What's impressive, though, is how the Shield TV handles games. As stated, the Shield TV streams games you already own from a remote server; you just provide the controller or keyboard. (You can also stream any game you want from a server in your own home, but how well that works is dependent on your own hardware and Internet connection.)
When I set up the Shield TV at home, it wasn't situated anywhere near my router, so I had to make due with Wi-Fi, which provides about 40 to 45 Mbps on a good day. I loaded up GreedFall, where I happened to have a save just before the final boss. Without spoiling anything, the last fight in the game is a fairly tough one, which requires a lot of dodging and split-second tactical decisions. If the Shield TV lagged even a little bit, I'd have been fileted well before I could quaff a healing potion.
But the Shield TV didn't lag at all. The game streamed at 1080p resolution with a frame rate that seemed far in excess of 30 fps. (The software didn't give me an exact number, but it was almost definitely somewhere between 30 and 60.) I had similar experiences with Tomb Raider, Spec Ops: The Line and The Witcher III: Wild Hunt. It's an incredibly impressive piece of tech, and I was amazed that I could play a full-fledged PC game in my bedroom without having to drag my whole gaming rig in with me.

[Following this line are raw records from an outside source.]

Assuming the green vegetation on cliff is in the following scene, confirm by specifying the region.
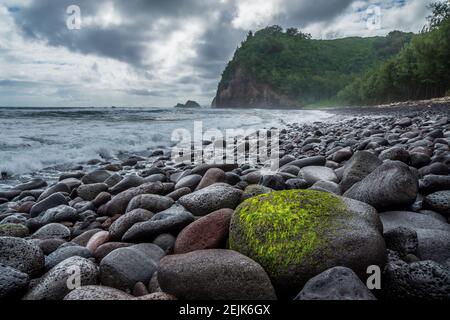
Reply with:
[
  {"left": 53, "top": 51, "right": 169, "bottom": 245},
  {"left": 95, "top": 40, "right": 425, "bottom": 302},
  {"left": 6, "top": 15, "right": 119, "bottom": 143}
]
[
  {"left": 338, "top": 2, "right": 450, "bottom": 104},
  {"left": 218, "top": 2, "right": 450, "bottom": 105}
]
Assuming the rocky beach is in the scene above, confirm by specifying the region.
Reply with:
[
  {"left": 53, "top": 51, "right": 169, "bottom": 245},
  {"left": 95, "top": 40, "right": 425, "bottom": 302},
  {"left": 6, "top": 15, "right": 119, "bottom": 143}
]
[{"left": 0, "top": 103, "right": 450, "bottom": 300}]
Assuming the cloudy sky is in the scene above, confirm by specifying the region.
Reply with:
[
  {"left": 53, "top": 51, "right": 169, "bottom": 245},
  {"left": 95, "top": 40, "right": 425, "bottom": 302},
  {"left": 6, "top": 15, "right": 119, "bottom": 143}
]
[{"left": 0, "top": 0, "right": 432, "bottom": 107}]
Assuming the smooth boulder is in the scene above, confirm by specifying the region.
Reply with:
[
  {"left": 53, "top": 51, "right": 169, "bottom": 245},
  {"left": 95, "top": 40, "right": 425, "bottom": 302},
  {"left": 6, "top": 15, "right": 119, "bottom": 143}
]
[
  {"left": 0, "top": 237, "right": 45, "bottom": 277},
  {"left": 344, "top": 160, "right": 419, "bottom": 210},
  {"left": 174, "top": 209, "right": 233, "bottom": 254},
  {"left": 178, "top": 183, "right": 242, "bottom": 216},
  {"left": 100, "top": 243, "right": 165, "bottom": 292},
  {"left": 229, "top": 190, "right": 385, "bottom": 298},
  {"left": 158, "top": 249, "right": 276, "bottom": 300},
  {"left": 295, "top": 267, "right": 376, "bottom": 301},
  {"left": 23, "top": 257, "right": 98, "bottom": 300}
]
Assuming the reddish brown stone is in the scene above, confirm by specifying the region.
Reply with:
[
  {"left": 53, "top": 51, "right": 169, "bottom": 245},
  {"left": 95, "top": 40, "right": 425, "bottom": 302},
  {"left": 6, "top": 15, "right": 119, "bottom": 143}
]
[{"left": 174, "top": 209, "right": 233, "bottom": 254}]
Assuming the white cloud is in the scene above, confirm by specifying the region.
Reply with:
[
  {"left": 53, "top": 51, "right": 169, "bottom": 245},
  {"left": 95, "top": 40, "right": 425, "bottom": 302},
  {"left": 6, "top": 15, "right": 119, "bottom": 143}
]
[{"left": 0, "top": 0, "right": 433, "bottom": 106}]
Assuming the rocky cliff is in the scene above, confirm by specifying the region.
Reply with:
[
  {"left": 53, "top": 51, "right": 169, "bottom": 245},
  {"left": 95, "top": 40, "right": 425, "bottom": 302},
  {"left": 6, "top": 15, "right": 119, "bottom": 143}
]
[{"left": 212, "top": 68, "right": 301, "bottom": 108}]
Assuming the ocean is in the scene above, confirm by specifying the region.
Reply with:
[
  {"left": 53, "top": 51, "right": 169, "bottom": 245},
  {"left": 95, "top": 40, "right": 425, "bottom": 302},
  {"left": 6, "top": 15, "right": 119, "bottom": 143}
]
[{"left": 0, "top": 107, "right": 333, "bottom": 190}]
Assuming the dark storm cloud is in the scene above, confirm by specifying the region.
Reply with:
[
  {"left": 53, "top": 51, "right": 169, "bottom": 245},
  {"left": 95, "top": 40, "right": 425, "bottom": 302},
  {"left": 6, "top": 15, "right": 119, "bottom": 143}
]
[
  {"left": 0, "top": 79, "right": 38, "bottom": 87},
  {"left": 277, "top": 0, "right": 355, "bottom": 27},
  {"left": 124, "top": 89, "right": 178, "bottom": 97},
  {"left": 9, "top": 0, "right": 362, "bottom": 104}
]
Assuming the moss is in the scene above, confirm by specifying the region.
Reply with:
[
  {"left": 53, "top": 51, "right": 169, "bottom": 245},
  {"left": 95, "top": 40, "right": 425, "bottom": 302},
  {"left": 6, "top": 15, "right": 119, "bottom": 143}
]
[{"left": 230, "top": 190, "right": 346, "bottom": 275}]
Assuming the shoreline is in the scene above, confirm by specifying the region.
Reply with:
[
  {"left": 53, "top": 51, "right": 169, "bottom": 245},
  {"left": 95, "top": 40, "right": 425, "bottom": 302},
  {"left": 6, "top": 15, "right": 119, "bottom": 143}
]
[{"left": 0, "top": 105, "right": 450, "bottom": 300}]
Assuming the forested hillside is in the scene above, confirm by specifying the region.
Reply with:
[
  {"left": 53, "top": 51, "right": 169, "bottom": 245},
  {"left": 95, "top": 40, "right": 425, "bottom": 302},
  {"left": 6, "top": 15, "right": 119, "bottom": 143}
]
[
  {"left": 214, "top": 2, "right": 450, "bottom": 107},
  {"left": 338, "top": 2, "right": 450, "bottom": 104}
]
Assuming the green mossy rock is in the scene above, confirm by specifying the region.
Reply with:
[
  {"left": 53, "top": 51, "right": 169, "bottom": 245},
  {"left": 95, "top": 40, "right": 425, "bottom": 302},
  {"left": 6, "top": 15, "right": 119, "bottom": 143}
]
[{"left": 229, "top": 190, "right": 385, "bottom": 297}]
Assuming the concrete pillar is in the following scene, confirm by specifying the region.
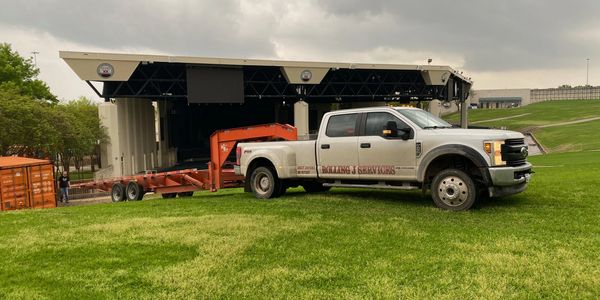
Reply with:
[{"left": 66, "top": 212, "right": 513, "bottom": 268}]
[
  {"left": 156, "top": 100, "right": 177, "bottom": 167},
  {"left": 460, "top": 100, "right": 469, "bottom": 128},
  {"left": 98, "top": 98, "right": 156, "bottom": 178},
  {"left": 294, "top": 100, "right": 308, "bottom": 140}
]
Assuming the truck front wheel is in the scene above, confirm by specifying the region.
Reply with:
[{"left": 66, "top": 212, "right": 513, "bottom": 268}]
[
  {"left": 250, "top": 167, "right": 282, "bottom": 199},
  {"left": 431, "top": 169, "right": 477, "bottom": 211}
]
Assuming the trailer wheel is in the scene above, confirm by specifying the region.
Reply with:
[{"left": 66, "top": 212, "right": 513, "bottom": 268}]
[
  {"left": 250, "top": 167, "right": 281, "bottom": 199},
  {"left": 302, "top": 182, "right": 331, "bottom": 193},
  {"left": 110, "top": 182, "right": 125, "bottom": 202},
  {"left": 431, "top": 169, "right": 477, "bottom": 211},
  {"left": 126, "top": 181, "right": 144, "bottom": 201}
]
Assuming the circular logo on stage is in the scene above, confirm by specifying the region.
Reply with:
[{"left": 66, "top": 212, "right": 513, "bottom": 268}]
[
  {"left": 96, "top": 63, "right": 115, "bottom": 78},
  {"left": 300, "top": 70, "right": 312, "bottom": 81}
]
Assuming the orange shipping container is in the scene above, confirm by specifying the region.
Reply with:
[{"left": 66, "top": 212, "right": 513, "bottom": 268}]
[{"left": 0, "top": 156, "right": 56, "bottom": 210}]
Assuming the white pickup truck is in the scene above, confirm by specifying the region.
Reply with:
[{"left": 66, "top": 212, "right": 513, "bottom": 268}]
[{"left": 235, "top": 107, "right": 532, "bottom": 210}]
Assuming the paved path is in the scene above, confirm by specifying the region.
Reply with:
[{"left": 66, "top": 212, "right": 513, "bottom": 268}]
[
  {"left": 470, "top": 113, "right": 531, "bottom": 124},
  {"left": 537, "top": 117, "right": 600, "bottom": 128}
]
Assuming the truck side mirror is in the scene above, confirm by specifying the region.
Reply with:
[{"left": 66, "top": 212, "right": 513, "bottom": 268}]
[
  {"left": 400, "top": 127, "right": 412, "bottom": 141},
  {"left": 383, "top": 121, "right": 398, "bottom": 137}
]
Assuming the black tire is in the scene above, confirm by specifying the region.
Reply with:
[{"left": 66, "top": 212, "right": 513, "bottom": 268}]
[
  {"left": 110, "top": 182, "right": 125, "bottom": 202},
  {"left": 302, "top": 182, "right": 331, "bottom": 193},
  {"left": 431, "top": 169, "right": 478, "bottom": 211},
  {"left": 177, "top": 192, "right": 194, "bottom": 198},
  {"left": 250, "top": 167, "right": 282, "bottom": 199},
  {"left": 125, "top": 181, "right": 144, "bottom": 201},
  {"left": 162, "top": 193, "right": 177, "bottom": 199}
]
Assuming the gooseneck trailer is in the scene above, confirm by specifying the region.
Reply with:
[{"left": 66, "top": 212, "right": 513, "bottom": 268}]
[{"left": 72, "top": 123, "right": 298, "bottom": 202}]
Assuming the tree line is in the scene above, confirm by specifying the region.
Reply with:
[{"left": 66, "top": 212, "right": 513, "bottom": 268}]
[{"left": 0, "top": 43, "right": 107, "bottom": 170}]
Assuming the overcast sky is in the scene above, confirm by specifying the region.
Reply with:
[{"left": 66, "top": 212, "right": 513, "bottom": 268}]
[{"left": 0, "top": 0, "right": 600, "bottom": 99}]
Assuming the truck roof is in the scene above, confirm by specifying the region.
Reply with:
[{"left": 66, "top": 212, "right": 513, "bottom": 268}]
[{"left": 327, "top": 106, "right": 420, "bottom": 114}]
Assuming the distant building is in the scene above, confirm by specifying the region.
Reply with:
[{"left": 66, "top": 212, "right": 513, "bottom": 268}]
[{"left": 468, "top": 86, "right": 600, "bottom": 109}]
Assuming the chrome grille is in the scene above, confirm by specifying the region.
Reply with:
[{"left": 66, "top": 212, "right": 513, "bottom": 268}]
[{"left": 502, "top": 139, "right": 528, "bottom": 167}]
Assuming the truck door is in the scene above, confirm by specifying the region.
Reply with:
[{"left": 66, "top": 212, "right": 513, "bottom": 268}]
[
  {"left": 358, "top": 112, "right": 416, "bottom": 180},
  {"left": 317, "top": 113, "right": 358, "bottom": 179}
]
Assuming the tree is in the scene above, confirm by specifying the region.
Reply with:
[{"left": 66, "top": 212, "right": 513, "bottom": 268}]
[
  {"left": 0, "top": 83, "right": 60, "bottom": 158},
  {"left": 55, "top": 97, "right": 108, "bottom": 170},
  {"left": 0, "top": 43, "right": 58, "bottom": 104}
]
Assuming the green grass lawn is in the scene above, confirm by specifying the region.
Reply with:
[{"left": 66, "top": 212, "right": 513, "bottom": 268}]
[
  {"left": 444, "top": 100, "right": 600, "bottom": 152},
  {"left": 0, "top": 152, "right": 600, "bottom": 299},
  {"left": 444, "top": 100, "right": 600, "bottom": 131}
]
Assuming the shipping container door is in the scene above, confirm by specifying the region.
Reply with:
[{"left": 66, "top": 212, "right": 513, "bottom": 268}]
[
  {"left": 0, "top": 167, "right": 30, "bottom": 210},
  {"left": 28, "top": 165, "right": 56, "bottom": 208}
]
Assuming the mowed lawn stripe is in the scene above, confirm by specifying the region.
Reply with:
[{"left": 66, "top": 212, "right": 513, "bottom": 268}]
[{"left": 0, "top": 152, "right": 600, "bottom": 299}]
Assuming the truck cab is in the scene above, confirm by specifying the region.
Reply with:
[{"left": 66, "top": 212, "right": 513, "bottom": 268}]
[{"left": 238, "top": 107, "right": 531, "bottom": 210}]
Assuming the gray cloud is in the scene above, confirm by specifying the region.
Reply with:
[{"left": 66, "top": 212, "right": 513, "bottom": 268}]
[
  {"left": 319, "top": 0, "right": 600, "bottom": 71},
  {"left": 0, "top": 0, "right": 600, "bottom": 95}
]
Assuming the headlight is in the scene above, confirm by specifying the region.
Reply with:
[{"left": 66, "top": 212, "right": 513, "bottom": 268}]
[{"left": 483, "top": 141, "right": 506, "bottom": 166}]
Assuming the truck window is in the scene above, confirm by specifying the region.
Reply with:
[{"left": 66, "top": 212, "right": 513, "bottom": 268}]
[
  {"left": 325, "top": 114, "right": 358, "bottom": 137},
  {"left": 365, "top": 112, "right": 408, "bottom": 136}
]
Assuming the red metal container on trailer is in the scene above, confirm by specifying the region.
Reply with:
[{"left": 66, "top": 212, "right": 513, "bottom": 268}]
[{"left": 0, "top": 156, "right": 56, "bottom": 210}]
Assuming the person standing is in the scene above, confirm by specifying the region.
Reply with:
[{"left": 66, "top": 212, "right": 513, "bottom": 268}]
[{"left": 58, "top": 171, "right": 71, "bottom": 203}]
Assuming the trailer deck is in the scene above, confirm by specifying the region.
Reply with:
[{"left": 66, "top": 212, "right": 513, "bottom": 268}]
[{"left": 72, "top": 123, "right": 298, "bottom": 202}]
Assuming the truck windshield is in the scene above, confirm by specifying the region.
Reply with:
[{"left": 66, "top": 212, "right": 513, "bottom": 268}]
[{"left": 396, "top": 109, "right": 452, "bottom": 129}]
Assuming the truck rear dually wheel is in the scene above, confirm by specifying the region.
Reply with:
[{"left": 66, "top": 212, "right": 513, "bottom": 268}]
[
  {"left": 250, "top": 167, "right": 281, "bottom": 199},
  {"left": 125, "top": 181, "right": 144, "bottom": 201},
  {"left": 431, "top": 169, "right": 477, "bottom": 211}
]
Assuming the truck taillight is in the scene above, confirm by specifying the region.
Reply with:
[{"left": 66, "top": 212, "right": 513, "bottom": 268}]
[{"left": 235, "top": 147, "right": 242, "bottom": 166}]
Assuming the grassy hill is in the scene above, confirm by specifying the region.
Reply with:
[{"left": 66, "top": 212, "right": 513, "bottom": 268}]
[
  {"left": 445, "top": 100, "right": 600, "bottom": 152},
  {"left": 0, "top": 152, "right": 600, "bottom": 299}
]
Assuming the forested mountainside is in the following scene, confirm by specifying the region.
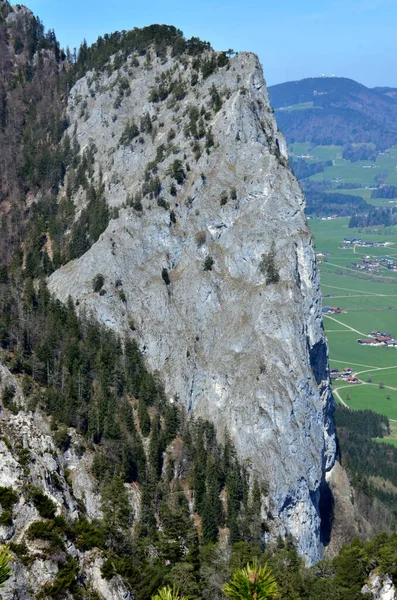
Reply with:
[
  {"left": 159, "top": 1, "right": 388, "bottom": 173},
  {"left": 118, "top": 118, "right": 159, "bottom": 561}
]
[
  {"left": 269, "top": 77, "right": 397, "bottom": 151},
  {"left": 0, "top": 0, "right": 396, "bottom": 600}
]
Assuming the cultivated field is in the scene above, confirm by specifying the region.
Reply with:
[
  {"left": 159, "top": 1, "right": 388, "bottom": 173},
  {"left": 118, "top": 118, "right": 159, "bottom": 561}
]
[{"left": 309, "top": 219, "right": 397, "bottom": 445}]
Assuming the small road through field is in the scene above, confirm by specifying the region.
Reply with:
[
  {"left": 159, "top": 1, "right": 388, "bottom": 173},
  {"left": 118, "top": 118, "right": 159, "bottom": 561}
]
[{"left": 323, "top": 315, "right": 367, "bottom": 337}]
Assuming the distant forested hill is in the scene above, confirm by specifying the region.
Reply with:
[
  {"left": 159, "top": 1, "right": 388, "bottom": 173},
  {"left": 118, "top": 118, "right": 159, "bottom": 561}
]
[{"left": 269, "top": 77, "right": 397, "bottom": 150}]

The Shield TV (2019) looks a lot different than it did a few years ago, and it doesn't come with nearly as much stuff. (Although, again, the Nvidia Shield TV Pro still has all the ports, and you can always buy a controller separately.) And yet, I think it's a stronger product for all that. Asking $150 for a streaming device is much more reasonable than asking $200 or more, and the new Shield TV still does just about everything it did before. Some things, it does even better.
From its ambitious AI upscaling to its surprisingly solid game streaming, the Shield TV is definitely aiming for a gaming/streaming audience rather than the everyday binge-watcher. But I think it provides just about everything those gamers and streamers would need, at a much more approachable price than before. Just grab your favorite controller, and you're good to go.